Nineteen Minutes by Jodi Picoult
455 pages
Published: March 5, 2007 by Atria
Jodi Picoult, bestselling author of My Sister's Keeper and The Tenth Circle, pens her most riveting book yet, with a startling and poignant story about the devastating aftermath of a small-town tragedy. Sterling is an ordinary New Hampshire town where nothing ever happens--until the day its complacency is shattered by an act of violence. Josie Cormier, the daughter of the judge sitting on the case, should be the state's best witness, but she can't remember what happened before her very own eyes--or can she? As the trial progresses, fault lines between the high school and the adult community begin to show--destroying the closest of friendships and families.

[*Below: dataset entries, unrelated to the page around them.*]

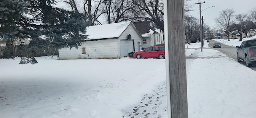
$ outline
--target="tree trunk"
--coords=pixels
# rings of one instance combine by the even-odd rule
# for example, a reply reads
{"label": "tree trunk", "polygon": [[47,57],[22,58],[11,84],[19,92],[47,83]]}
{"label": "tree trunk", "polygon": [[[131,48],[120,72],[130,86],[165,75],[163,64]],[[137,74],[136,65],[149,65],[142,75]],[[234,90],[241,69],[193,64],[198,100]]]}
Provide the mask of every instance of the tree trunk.
{"label": "tree trunk", "polygon": [[56,52],[56,50],[57,50],[57,49],[56,49],[56,48],[55,48],[55,49],[54,49],[54,51],[53,52],[53,54],[52,54],[52,57],[53,57],[53,55],[54,55],[54,54],[55,54],[55,52]]}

Nineteen Minutes asks what it means to be different in our society, who has the right to judge someone else, and whether anyone is ever really who they seem to be.
And Ms. Picoult does it again! She seems to always find a way for me to feel for the “bad guys” in her novels and this was no exception. But unlike her other stories which take a little bit before I can get into them, however within the first twenty pages I was hooked and wanted to know what was going on.
The thing that I liked about this book was how one chapter would be the present and then the next would be in the past to show the events that led up to the violent act. And in true Picoult fashion within each chapter you get multiple perspectives, which are warranted in her stories. I also like the way that Jodi (can I be on a first name basis with her?) makes me question my morals by giving me a new perspective on them. I think that is why I picked up this book in the first place, because I was feeling too judgmental about things (something I try not to be).
The story takes place in a small town where most everyone there thought nothing bad could ever happen (much like the town I grew up in) until their world is turned upside down. Families lose loved ones and think that they were only victims to a psychopath but we learn that they all played their own roll in the events that led to that day.
We focus on two kids that grow up together and see how they begin to grow apart. We see the effects of bullying, the effects of a friend turning on you and the effects of trying to find yourself as a person (A lot of which I could relate to my own childhood, although mine was not as bad as what is mentioned in the book). At some points I had to set the book down, the way that one’s peers could treat them like that just disgusted me. And you would think that what happened to them at the end would cause change, but it didn’t and that made me sick.
There is also a twist at the end, which Jodi kind of foreshadows throughout the book; well at least I thought so because something about the events of that day just weren’t sitting right with me. But it keeps you pulled right to the end!